I recently worked at a club on Cape Cod where there were a lot of South African immigrant workers. One in particular loved to stop and chat with me on my breaks, and - having just finished a history class titled "Poverty, War, and Violence in South Africa" - I was very interested in what this white South African man had to say about his country.
What did I find?
Racism.
Like a southern Republican in the US, I heard tale after tale about how the South African government was making life incredibly difficult for white South Africans. I heard about how it was impossible to run a business if you were white, how 'the blacks' were taking all the jobs while simultaneously sitting on their asses and collecting social welfare services. I heard about how whites were looked down on and condemned by the international community and their countrymen at home, and how their wealth had been stolen by 'the [monolithic] blacks'.

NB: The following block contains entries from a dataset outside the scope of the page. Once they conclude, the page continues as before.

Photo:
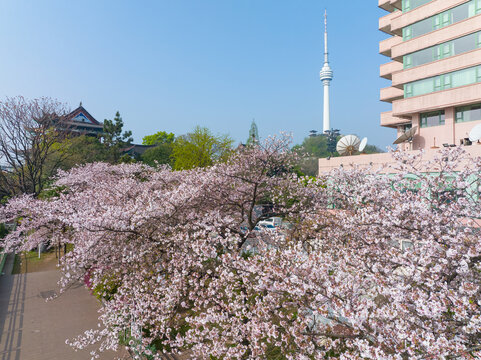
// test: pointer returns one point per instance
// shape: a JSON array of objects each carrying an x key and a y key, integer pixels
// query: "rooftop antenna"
[
  {"x": 348, "y": 145},
  {"x": 407, "y": 136},
  {"x": 363, "y": 144}
]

What I didn't hear is any of what I had learned about South Africa. Neither their history nor their current situation seemed to line up with what I was hearing. Then I realized the similarities with the GOP in my own country. He refuses to see the racism, the war, the exploitation, and the desperation brought by European invaders to South Africa. Maybe he should read some of Clifton Crais.
This book was fantastic. I loved how meticulously Crais scoured the record books for data, eyewitness accounts, reports by the authorities and third parties, and how he tied them all together in one compelling message: "South African history has been awful, and the most awful parts have been caused directly by imperialism." And he proves it.
Clifton Crais' analysis of the developing poverty in South Africa along with the subsequent violence is thoroughly discussed using a variety of evidence from scientific, political, and personal sources from the time period. Along with his inclusion of critiques of the relevant arguments of other historians in the field help to place his argument squarely within the framework of violence that led to Apartheid in what is now known as South Africa.